Satu catatan yang menarik untuk di renungkan dlm ritual balia di Festival Nomoni bahwa pelaku yang memimpin ritual adalah mereka yang ditunjuk mewakili wilayah BalaroaPetobo dan Jono Oge padahal Ritual Baliadilaksanakan di Besusu.
     Ada baiknya Balia Tifak perlu di visualisasikan dalam ritual mungkin lebih baik di simbolkan dalam gerak tari sehingga lebih memberi makna terhadap nilai seni.
     Upacara Adat Balia di sebagian daerah Indonesia sendiri terutama di Kalimantan sendiri oleh suku Dayak dinamakan Beliatn (Belian: red) dan di Riau oleh suku Petalangan dinamakan Bulian. Alat dan bahan yang digunakan dalam upacara Bulian di Riau lebih banyak dan agak mirip dengan yang digunakan oleh suku Kaili.
     Persiapan upacara ini dimulai dengan musyawarah antara pemangku adat dengan keluarga pesukuan orang yang akan diobati. Musyawarah dilakukan untuk mencari kesepakatan apakah orang yang sakit tersebut akan diobati menggunakan dengan upacara Belian Biaso atau Bose. Setelah kesepakatan diperoleh, kemudian pemangku adat menyampaikannya kepada Monti Rajo(pemimpin puncak adat). Setelah itu, diadakan musyawarah lagi yang melibatkan orang-orang tertentu. Musyawarah ini disebut dengan musyawarah sekampung. Hasil musyawarah sekampung disampaikan kepada Tuo Longkap yang kemudian akan berunding dengan Pebayu untuk menentukan waktu pelaksanaan upacara yang tepat. Persiapan ini sama pula dengan sistem Bantaya oleh suku Kaili.

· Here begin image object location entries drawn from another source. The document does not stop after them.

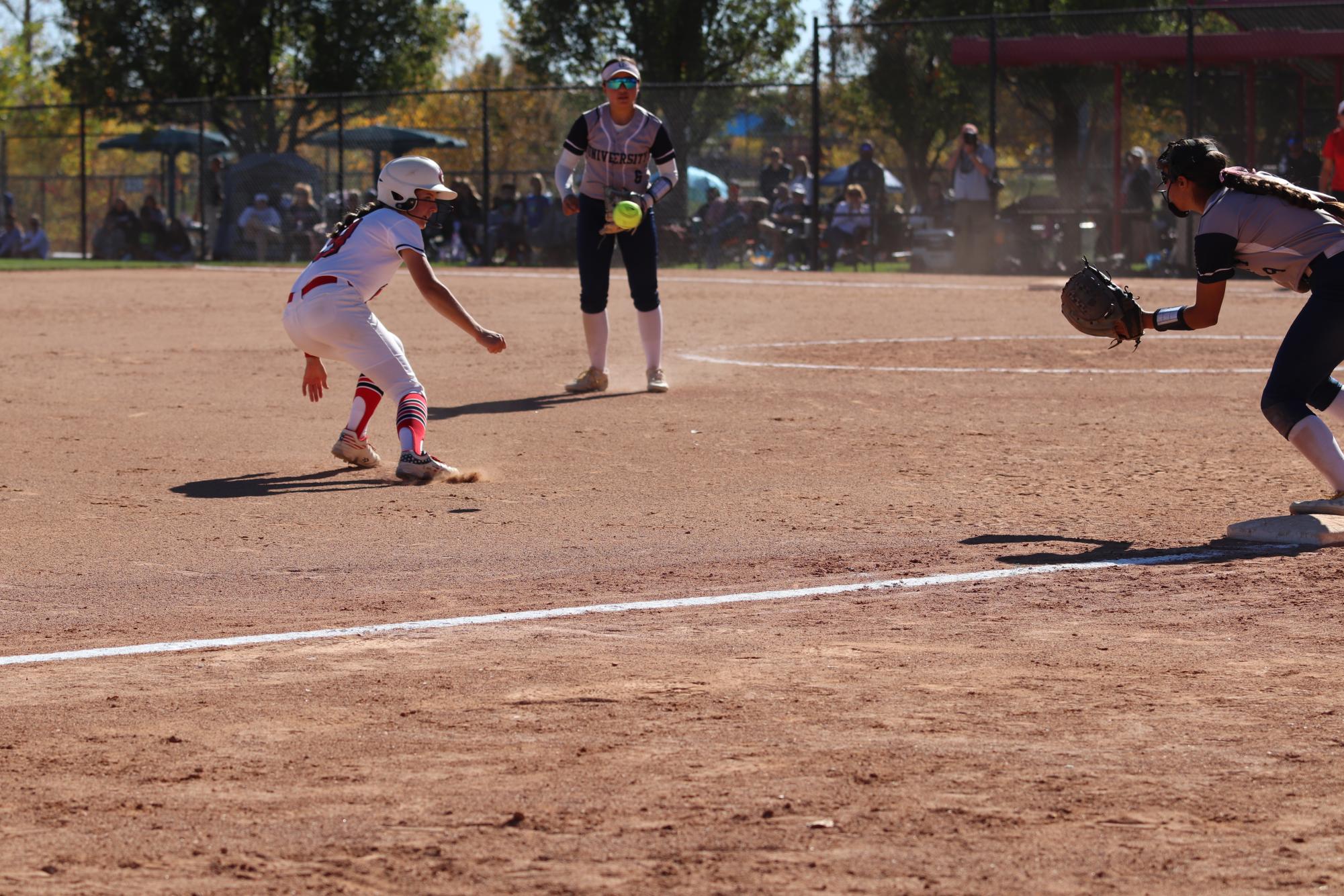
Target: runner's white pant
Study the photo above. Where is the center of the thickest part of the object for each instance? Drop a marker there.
(334, 322)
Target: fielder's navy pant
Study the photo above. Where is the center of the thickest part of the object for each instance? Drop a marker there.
(639, 249)
(1310, 351)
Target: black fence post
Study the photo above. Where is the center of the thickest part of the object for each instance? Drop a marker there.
(341, 155)
(815, 241)
(1190, 72)
(993, 81)
(84, 189)
(201, 178)
(487, 251)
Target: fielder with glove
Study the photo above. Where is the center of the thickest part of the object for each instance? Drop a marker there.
(1262, 225)
(617, 142)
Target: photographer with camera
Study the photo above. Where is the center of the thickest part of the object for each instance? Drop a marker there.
(972, 169)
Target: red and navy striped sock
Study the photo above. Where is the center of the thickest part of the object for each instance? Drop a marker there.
(412, 416)
(366, 400)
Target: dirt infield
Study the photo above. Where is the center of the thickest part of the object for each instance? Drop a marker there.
(1167, 726)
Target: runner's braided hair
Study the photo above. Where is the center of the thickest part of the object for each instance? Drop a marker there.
(1200, 162)
(355, 216)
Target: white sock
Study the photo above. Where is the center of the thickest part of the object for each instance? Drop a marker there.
(1317, 445)
(594, 334)
(1336, 409)
(651, 334)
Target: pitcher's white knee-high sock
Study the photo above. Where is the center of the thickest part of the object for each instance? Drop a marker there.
(651, 334)
(1317, 445)
(596, 334)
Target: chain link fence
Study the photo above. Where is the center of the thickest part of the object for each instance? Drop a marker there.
(135, 182)
(1075, 107)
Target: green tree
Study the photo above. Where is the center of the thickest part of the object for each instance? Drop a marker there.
(162, 50)
(674, 41)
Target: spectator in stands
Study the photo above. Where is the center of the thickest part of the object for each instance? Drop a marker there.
(303, 226)
(11, 238)
(214, 194)
(787, 228)
(537, 202)
(175, 245)
(936, 210)
(972, 169)
(508, 230)
(260, 225)
(467, 218)
(871, 177)
(1332, 159)
(850, 224)
(1300, 166)
(1137, 191)
(801, 178)
(36, 244)
(711, 213)
(152, 228)
(731, 221)
(119, 233)
(774, 173)
(537, 212)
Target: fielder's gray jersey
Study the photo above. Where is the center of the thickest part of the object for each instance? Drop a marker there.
(619, 156)
(1263, 236)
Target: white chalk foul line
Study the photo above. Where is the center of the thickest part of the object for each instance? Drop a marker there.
(706, 359)
(632, 607)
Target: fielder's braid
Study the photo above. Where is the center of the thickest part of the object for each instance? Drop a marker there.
(1251, 182)
(355, 216)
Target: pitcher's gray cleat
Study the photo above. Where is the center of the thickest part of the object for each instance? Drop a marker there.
(353, 451)
(422, 468)
(590, 381)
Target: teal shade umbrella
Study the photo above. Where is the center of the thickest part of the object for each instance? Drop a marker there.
(385, 139)
(169, 143)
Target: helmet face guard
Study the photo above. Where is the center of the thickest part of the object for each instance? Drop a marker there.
(1179, 161)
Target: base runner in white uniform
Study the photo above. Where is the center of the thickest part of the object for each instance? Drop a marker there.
(327, 314)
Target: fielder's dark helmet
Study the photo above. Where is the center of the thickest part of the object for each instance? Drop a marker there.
(1187, 159)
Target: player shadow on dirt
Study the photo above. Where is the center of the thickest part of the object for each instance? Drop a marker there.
(521, 405)
(259, 486)
(1218, 550)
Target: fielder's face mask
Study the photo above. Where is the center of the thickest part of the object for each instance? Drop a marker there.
(1177, 161)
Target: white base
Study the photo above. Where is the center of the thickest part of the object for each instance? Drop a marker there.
(1309, 529)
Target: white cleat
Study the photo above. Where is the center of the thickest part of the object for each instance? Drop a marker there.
(353, 451)
(1332, 506)
(590, 381)
(422, 468)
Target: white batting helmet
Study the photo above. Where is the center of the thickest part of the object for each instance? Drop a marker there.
(401, 178)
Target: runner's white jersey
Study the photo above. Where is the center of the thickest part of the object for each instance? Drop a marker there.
(367, 253)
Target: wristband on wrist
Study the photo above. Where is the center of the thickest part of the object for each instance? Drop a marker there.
(1165, 319)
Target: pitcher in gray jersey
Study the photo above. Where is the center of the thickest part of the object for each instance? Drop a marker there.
(617, 143)
(1261, 224)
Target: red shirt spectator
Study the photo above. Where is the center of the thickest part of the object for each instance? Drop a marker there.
(1332, 159)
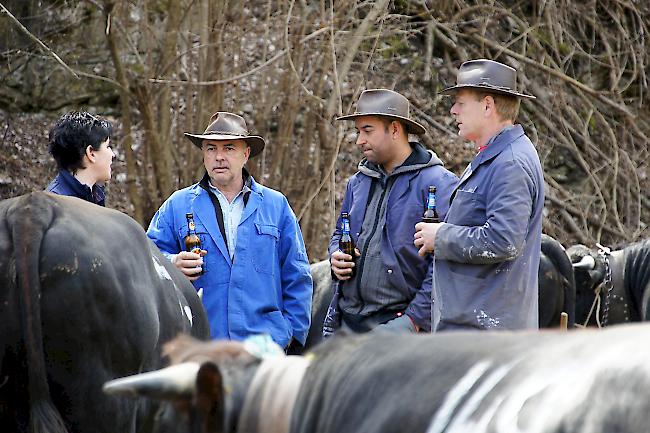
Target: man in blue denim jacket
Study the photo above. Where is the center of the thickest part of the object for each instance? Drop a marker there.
(488, 247)
(390, 288)
(256, 278)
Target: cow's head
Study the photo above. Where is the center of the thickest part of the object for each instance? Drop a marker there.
(203, 393)
(589, 271)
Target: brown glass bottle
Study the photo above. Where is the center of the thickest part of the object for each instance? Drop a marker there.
(192, 240)
(431, 213)
(346, 244)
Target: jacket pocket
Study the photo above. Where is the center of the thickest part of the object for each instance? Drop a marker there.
(265, 247)
(461, 299)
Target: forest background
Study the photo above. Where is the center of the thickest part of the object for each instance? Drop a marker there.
(158, 68)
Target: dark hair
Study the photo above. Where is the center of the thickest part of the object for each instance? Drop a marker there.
(72, 134)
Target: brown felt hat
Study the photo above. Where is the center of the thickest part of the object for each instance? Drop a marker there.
(386, 103)
(228, 126)
(487, 75)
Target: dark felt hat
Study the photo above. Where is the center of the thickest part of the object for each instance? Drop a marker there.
(228, 126)
(487, 75)
(387, 103)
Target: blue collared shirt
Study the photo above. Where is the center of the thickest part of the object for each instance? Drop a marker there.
(232, 213)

     Saya tidak akan banyak membahas mengenai bulia atau belian dari Kalimantan ataupun Riau dan hanya sebagian besarnya. Setelah ritual-ritual di atas, upacara belian dimulai dengan membunyikan ketobung. Saat itu, kemantan duduk bersila sambil dikerudungi kain dan membunyikan genta lalu membaca mantra. Selanjutnya, Kemantan sujud menyembah ke arah dian sambil membaca mantra.
     Seusai bersujud, Kemantan berdiri. Pada saat yang sama Pebayu menggelar tikar putih. Lalu Kemantan berjalan mondar-mandir di atas tikar dan mulai menari sambil melantunkan mantra. Pada saat ini, Kemantan berada dalam kondisi kerasukan (trance) akuan (makhluk gaib). Menurut kepercayaan, dalam kondisi kerasukan, kemantan sedang melakukan perjalanan melewati padang, mendaki gunung, dan sebagainya.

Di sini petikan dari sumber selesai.